What pushed these workers to seek a union was the punishing pace of work they were required to maintain, which was damaging both their physical and mental health.

The stress can be particularly hard on any day, but during the holiday shopping season, it can become unbearable. We know that at least two workers from the Bessemer facility have lost their lives this year: One died on the job; the other was rushed to the hospital after collapsing at work.

And several others have died there since it opened in 2020. Ambulances are sadly a regular occurrence at the Bessemer facility, as they are at many Amazon warehouses.

With its obsession with control, speed and disregard for workers’ rights, “Bezosism” is a threat to all workers — not just those who work for Amazon. Without a strong voice on the job, workers will never get a fair chance when facing a corporation that has so much influence over commerce, the future of work and our data.

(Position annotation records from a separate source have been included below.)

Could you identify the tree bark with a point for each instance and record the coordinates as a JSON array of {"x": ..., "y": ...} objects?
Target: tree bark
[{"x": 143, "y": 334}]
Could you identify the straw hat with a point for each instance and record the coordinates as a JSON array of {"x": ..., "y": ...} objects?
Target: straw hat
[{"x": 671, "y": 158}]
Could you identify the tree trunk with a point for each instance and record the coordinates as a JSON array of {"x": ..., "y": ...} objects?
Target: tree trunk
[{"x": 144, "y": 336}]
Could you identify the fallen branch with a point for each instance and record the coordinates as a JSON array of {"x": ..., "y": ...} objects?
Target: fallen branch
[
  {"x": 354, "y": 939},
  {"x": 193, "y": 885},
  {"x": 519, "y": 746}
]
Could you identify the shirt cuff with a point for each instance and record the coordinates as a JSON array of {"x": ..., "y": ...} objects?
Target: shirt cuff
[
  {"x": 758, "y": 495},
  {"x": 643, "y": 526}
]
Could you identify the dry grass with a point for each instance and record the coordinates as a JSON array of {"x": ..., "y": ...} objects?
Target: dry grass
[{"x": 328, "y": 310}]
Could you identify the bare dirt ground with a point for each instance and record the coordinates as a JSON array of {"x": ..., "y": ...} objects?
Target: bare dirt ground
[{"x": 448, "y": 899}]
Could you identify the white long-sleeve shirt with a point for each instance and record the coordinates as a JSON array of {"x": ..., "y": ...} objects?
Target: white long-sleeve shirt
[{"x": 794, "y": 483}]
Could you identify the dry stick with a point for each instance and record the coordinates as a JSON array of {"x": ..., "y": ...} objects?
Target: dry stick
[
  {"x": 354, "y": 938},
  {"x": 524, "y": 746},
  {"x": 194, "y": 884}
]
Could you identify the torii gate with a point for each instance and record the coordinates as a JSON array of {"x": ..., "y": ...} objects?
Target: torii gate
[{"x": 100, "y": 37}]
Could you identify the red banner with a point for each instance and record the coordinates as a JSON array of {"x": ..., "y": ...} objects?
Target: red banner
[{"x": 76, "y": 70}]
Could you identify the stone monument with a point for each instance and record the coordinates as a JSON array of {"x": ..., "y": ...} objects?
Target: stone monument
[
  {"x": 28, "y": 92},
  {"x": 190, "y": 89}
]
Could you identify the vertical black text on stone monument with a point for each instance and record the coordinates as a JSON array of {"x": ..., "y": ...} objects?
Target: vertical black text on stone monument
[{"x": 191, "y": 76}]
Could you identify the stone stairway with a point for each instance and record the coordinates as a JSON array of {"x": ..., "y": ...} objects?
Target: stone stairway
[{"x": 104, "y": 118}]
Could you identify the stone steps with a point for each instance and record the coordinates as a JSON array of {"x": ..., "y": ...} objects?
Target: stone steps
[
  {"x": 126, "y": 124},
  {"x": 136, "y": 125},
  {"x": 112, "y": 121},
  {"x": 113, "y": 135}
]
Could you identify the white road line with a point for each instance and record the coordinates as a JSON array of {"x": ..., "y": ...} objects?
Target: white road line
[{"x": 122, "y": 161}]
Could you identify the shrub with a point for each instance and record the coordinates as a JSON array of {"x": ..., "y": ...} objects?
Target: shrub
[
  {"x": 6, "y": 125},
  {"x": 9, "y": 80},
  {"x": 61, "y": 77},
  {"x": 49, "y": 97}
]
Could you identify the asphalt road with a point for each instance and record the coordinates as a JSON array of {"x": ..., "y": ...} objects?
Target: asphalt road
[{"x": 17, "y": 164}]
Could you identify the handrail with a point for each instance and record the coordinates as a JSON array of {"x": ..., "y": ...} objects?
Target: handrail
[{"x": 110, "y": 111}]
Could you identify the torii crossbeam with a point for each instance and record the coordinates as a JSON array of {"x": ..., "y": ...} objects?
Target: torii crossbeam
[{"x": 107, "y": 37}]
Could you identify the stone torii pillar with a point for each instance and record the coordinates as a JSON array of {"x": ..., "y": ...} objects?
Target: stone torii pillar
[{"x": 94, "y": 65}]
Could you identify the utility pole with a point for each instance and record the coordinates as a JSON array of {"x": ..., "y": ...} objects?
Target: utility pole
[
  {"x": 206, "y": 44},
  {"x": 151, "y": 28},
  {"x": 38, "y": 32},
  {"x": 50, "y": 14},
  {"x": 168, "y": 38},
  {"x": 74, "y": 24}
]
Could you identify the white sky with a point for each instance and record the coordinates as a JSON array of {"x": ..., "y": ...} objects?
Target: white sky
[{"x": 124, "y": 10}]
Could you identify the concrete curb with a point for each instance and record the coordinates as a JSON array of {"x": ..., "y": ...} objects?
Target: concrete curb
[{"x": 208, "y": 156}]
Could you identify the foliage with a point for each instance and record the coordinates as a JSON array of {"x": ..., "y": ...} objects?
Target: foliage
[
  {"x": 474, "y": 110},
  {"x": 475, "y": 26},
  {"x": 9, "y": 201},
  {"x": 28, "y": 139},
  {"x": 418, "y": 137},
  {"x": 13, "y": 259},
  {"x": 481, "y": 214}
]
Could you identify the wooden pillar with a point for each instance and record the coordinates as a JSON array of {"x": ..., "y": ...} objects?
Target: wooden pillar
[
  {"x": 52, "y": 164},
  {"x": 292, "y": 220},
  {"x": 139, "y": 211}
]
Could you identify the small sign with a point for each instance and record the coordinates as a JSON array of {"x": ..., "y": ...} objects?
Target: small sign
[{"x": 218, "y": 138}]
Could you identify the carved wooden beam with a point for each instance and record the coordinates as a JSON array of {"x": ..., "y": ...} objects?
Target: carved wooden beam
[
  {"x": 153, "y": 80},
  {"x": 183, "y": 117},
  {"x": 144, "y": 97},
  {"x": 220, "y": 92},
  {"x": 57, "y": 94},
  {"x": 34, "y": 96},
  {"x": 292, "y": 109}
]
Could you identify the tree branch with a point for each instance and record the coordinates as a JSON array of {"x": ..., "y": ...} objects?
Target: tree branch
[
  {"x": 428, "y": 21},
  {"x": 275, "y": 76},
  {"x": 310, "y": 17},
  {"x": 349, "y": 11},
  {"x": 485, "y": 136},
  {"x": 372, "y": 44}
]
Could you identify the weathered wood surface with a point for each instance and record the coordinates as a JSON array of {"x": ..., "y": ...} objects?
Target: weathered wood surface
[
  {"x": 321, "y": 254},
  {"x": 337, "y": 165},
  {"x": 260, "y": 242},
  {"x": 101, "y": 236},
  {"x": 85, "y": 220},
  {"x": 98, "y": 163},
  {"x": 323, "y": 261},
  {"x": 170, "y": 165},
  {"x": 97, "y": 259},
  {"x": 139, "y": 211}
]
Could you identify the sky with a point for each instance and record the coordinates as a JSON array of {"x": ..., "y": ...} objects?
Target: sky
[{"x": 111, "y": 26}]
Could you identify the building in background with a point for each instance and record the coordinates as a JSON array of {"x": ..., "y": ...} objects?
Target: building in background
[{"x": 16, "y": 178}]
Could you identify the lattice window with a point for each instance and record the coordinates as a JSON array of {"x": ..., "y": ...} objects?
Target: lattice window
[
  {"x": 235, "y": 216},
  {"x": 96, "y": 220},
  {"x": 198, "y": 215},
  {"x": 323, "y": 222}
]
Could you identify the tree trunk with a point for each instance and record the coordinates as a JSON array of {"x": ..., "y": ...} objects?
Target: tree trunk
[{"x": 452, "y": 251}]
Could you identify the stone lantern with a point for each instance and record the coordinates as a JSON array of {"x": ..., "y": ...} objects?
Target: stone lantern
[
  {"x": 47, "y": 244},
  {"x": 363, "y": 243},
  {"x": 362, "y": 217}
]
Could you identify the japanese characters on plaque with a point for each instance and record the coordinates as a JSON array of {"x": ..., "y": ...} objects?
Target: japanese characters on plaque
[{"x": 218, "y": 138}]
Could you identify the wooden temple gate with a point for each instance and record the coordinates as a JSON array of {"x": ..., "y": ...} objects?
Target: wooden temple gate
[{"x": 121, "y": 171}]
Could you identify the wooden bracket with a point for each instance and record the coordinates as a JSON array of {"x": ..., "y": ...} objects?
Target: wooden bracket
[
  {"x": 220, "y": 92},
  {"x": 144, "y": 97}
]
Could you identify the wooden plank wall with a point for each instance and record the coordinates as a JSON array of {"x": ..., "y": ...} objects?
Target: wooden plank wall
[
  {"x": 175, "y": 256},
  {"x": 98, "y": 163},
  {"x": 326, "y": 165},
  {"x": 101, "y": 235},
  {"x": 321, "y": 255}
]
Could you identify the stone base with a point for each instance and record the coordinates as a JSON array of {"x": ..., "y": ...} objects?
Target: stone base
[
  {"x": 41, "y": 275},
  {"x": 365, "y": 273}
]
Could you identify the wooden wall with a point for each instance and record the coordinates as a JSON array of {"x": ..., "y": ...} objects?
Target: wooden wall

The first step to overhauling the company’s systemic problems is to shift more power to Amazon workers.

We know that workers can be agents for change when they join together — as we saw on Black Friday when thousands of Amazon warehouse workers and allies in more than 20 countries across six continents protested and went on strike as part of a global push to Make Amazon Pay.

In Italy, drivers and couriers made significant improvements in working conditions and pay through their labor actions.

If Amazon workers want a better deal next holiday season, they need a union.

And Amazon should stop standing in their way.

The problems nearly every worker faces are the same: increasing concentration of economic and political power in the hands of a corporation that consistently mistreats and devalues its workforce.

The bottom line is that Amazon takes far too much for itself, while leaving workers and society with too little.

And that is why we are coming together, to push for change, to demand that workers are allowed to create a union without Amazon’s relentless union-busting and interference. We will reign in the power of Amazon and strengthen labor rights around the world.